Expert Testimony Against Co-Defendant in Health Care Liability Case
Facts: Plaintiff filed a Health Care Liability Act claim against various defendants generally alleging Nurse was negligent in calling Doctor too late after failing to timely recognize a serious medical issue. During Doctor’s deposition, he declined to answer questions about Nurse’s care during times Doctor was not present and had no involvement in Plaintiff’s care. The Trial Court declined to order Doctor “call for an opinion by [Doctor] that asks him to comment on the actions of other healthcare providers and does not involve his own actions.” The jury ruled against the Plaintiff, who appealed.
Appellate Decision: In a 2-1 decision, the intermediate court held the Trial Court erred by refusing to order Doctor to answer the questions in his deposition, and remanded for a new trial. The majority acknowledged the normal rule that a party defendant may not be compelled to answer questions about the treatment provided by other independent medical professionals. See Lewis v. Brooks, 66 S.W.3d 883 (Tenn. Ct. App. 2001). However, the majority found an exception here where Nurse “was not simply another healthcare provider” in relation to Doctor but was “in a subordinate role.” The majority wrote it could be “absurd and unjust” if no one with the healthcare practice could be “compelled to testify as to whether [Nurse] complied with the acceptable standard of care.”
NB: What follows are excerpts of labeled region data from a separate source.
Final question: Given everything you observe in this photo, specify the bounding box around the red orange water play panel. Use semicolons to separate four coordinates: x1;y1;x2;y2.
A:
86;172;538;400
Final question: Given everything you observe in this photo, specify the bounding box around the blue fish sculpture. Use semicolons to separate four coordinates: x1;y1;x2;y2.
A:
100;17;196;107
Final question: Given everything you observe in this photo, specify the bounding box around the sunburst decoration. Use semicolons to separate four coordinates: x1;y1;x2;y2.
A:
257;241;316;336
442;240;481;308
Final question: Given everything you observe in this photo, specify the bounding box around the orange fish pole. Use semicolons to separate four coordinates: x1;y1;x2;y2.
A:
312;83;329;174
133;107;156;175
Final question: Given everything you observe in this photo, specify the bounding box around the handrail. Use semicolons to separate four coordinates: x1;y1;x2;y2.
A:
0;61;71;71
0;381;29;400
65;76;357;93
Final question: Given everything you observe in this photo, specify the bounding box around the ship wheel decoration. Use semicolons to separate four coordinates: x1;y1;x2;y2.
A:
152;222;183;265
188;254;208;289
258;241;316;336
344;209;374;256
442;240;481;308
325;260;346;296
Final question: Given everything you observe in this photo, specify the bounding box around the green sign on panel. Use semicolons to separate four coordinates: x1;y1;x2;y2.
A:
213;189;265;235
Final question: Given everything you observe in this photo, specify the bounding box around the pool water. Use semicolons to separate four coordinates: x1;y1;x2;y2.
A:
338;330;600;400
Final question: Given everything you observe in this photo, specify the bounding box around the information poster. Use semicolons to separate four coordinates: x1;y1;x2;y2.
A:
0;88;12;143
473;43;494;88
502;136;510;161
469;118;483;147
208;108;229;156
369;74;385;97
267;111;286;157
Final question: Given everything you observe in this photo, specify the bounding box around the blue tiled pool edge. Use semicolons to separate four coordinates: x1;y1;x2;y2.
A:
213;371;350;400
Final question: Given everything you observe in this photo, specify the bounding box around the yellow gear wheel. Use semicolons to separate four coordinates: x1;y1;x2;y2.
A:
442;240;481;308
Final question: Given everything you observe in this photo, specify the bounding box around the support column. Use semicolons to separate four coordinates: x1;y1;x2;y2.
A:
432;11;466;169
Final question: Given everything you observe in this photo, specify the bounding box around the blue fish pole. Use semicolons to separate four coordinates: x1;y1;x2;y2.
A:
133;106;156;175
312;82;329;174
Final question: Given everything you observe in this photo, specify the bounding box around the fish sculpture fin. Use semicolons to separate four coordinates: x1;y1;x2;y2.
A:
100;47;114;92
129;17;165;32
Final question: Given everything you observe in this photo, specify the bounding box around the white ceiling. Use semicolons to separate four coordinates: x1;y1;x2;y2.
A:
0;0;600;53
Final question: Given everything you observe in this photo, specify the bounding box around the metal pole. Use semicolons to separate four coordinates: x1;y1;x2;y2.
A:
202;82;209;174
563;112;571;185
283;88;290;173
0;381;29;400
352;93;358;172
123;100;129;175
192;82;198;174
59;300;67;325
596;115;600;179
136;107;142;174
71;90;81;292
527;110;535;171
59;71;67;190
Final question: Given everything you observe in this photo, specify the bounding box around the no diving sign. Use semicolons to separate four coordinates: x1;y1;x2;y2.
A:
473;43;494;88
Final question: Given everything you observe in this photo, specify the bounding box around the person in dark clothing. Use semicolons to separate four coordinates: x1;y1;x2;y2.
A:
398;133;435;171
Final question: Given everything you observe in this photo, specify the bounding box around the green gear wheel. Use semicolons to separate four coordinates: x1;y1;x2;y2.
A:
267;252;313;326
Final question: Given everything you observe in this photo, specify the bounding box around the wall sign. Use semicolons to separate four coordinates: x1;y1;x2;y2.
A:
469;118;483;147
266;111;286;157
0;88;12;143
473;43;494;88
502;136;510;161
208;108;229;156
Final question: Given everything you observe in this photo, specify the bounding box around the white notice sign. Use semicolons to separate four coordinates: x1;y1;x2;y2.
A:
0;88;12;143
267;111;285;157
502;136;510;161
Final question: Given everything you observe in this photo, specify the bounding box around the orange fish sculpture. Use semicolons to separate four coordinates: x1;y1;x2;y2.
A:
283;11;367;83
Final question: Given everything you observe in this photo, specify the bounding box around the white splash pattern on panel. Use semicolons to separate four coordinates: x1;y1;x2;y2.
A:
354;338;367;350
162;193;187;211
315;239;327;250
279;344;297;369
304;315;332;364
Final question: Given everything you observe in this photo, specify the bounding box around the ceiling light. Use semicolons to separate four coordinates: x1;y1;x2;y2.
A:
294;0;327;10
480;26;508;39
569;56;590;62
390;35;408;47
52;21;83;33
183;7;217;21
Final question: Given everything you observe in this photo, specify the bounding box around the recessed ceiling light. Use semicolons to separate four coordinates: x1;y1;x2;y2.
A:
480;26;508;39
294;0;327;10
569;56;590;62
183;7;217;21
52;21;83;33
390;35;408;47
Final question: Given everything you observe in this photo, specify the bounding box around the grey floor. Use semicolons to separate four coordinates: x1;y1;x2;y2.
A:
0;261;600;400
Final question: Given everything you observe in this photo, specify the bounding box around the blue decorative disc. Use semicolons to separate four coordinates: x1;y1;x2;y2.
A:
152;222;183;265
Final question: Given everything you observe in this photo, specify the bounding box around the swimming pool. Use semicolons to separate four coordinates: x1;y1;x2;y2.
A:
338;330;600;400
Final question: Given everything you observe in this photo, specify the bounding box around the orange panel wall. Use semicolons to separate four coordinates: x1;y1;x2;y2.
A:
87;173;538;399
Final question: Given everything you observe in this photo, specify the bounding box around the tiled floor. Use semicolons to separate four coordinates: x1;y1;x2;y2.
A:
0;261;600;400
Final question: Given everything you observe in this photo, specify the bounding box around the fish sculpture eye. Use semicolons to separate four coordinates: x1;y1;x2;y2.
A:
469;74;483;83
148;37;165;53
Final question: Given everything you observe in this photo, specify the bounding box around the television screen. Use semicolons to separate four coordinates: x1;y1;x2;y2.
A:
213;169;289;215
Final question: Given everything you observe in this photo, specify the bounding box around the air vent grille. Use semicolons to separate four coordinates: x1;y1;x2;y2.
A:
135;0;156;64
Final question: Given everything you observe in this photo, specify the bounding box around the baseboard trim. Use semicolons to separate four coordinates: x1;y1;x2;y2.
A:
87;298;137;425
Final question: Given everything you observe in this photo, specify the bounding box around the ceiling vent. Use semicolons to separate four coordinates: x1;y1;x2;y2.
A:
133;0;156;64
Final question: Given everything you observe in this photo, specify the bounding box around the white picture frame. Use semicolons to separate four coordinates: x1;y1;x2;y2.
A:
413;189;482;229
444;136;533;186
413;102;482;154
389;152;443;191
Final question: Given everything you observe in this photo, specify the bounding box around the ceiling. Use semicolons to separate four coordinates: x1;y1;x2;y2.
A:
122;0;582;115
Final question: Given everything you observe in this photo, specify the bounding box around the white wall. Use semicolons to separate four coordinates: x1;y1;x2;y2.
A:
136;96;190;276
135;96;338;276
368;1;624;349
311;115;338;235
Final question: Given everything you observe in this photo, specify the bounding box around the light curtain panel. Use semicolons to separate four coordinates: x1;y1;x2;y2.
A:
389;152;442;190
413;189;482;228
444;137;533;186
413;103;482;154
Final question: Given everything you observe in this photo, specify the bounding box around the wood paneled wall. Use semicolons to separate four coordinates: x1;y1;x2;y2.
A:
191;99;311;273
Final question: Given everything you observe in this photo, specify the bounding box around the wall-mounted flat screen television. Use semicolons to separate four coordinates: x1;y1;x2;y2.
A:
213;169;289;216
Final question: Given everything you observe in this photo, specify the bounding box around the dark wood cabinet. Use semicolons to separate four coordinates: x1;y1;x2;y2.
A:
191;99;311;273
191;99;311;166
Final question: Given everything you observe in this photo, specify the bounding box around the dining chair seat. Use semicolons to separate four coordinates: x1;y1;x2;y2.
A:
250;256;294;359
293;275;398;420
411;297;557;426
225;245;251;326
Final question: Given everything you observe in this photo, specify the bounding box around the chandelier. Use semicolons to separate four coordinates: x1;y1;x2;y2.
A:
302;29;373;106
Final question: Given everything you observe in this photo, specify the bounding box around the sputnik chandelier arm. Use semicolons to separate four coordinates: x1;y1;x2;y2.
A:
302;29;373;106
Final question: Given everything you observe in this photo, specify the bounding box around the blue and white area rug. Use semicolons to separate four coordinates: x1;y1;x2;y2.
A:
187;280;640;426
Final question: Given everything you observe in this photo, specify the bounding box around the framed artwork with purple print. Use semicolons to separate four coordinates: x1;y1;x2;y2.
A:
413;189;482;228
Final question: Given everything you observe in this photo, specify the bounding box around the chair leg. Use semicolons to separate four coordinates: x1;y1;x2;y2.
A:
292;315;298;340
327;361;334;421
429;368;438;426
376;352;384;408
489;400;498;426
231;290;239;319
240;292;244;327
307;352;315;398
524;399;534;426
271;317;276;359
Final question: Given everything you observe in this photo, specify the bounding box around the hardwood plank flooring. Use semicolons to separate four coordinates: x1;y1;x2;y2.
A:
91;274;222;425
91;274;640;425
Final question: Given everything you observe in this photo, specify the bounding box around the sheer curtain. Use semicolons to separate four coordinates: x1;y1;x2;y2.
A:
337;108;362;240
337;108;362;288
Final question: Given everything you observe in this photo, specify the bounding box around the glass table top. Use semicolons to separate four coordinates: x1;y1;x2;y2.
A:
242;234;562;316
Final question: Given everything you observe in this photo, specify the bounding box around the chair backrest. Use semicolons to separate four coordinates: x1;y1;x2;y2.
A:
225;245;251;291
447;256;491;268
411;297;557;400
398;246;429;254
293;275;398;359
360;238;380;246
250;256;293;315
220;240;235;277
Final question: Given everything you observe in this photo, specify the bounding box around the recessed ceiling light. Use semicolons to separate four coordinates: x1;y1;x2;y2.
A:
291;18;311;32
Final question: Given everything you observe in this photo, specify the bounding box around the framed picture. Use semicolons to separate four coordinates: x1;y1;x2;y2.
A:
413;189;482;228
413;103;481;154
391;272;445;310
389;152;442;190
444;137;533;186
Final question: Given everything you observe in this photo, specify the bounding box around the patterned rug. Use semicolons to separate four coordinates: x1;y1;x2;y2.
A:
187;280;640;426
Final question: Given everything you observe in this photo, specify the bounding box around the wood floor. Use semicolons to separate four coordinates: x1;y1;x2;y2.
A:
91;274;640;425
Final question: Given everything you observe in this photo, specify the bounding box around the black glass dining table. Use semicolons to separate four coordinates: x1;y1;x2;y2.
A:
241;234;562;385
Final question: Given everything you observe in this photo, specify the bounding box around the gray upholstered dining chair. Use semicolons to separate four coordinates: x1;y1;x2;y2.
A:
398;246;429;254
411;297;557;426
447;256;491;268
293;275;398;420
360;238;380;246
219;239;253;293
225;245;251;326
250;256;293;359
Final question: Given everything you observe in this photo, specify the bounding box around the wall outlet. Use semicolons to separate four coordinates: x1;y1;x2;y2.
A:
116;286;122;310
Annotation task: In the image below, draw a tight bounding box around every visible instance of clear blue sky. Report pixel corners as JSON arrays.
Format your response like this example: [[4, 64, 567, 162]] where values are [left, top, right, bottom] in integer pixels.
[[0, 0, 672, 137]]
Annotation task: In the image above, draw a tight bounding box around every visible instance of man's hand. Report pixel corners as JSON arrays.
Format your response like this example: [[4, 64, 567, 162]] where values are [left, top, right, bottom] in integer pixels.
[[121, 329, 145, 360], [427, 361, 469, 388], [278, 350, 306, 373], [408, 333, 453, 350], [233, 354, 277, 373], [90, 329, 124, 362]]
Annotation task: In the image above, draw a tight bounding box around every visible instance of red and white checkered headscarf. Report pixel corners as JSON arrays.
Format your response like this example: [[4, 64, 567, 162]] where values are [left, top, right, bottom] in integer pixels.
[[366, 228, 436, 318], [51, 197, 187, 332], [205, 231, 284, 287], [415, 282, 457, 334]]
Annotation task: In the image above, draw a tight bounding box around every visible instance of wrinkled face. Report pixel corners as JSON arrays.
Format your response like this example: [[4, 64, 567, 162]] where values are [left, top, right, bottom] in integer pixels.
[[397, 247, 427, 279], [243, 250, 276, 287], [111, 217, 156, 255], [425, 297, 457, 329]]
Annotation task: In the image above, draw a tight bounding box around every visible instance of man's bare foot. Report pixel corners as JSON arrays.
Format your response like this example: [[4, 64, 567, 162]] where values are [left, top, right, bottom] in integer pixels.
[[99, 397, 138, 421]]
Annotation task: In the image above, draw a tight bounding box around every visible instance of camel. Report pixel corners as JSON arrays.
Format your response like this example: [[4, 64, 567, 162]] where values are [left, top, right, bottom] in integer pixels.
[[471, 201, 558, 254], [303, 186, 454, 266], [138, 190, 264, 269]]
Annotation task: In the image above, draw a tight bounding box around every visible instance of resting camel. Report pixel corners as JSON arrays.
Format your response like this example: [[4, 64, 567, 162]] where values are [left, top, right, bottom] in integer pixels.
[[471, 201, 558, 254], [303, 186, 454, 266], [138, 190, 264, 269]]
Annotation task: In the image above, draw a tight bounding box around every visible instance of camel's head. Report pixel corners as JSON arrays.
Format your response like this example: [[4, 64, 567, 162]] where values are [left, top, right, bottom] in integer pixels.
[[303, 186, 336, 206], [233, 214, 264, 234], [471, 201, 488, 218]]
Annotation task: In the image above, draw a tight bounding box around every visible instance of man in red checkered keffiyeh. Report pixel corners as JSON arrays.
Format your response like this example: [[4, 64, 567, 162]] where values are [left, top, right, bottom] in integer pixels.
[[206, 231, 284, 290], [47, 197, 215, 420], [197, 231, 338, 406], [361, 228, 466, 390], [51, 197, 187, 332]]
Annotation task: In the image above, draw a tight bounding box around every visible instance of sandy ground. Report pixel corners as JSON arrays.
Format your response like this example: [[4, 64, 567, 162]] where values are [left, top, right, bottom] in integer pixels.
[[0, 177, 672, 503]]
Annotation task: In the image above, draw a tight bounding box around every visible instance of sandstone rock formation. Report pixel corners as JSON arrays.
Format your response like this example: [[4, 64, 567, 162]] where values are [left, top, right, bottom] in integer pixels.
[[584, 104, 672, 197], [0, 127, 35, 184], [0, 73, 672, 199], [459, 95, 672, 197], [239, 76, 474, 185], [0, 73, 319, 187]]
Judge Davis dissented, writing that the exception to the general rule cited by the majority is not supported by any authority, and should not be created here: “The issue is not the relationship between the parties or whether the evidence is relevant. The issue is whether an expert can be compelled to testify regarding whether another practitioner complied with the standard of care, an issue that was properly resolved in Lewis and Burchfield.”
Review Granted: October 13, 2021.
Prediction: Ben thinks the Supreme Court will rule in favor of the defendants for the reasons recognized by Judge Davis’s dissent. There is no reason why a supervisor could not testify to factual matters such as policy and procedure, but Ben does not see a compelling reason to require a defendant supervisor to offer opinion testimony about whether a subordinate co-defendant followed the standard of care.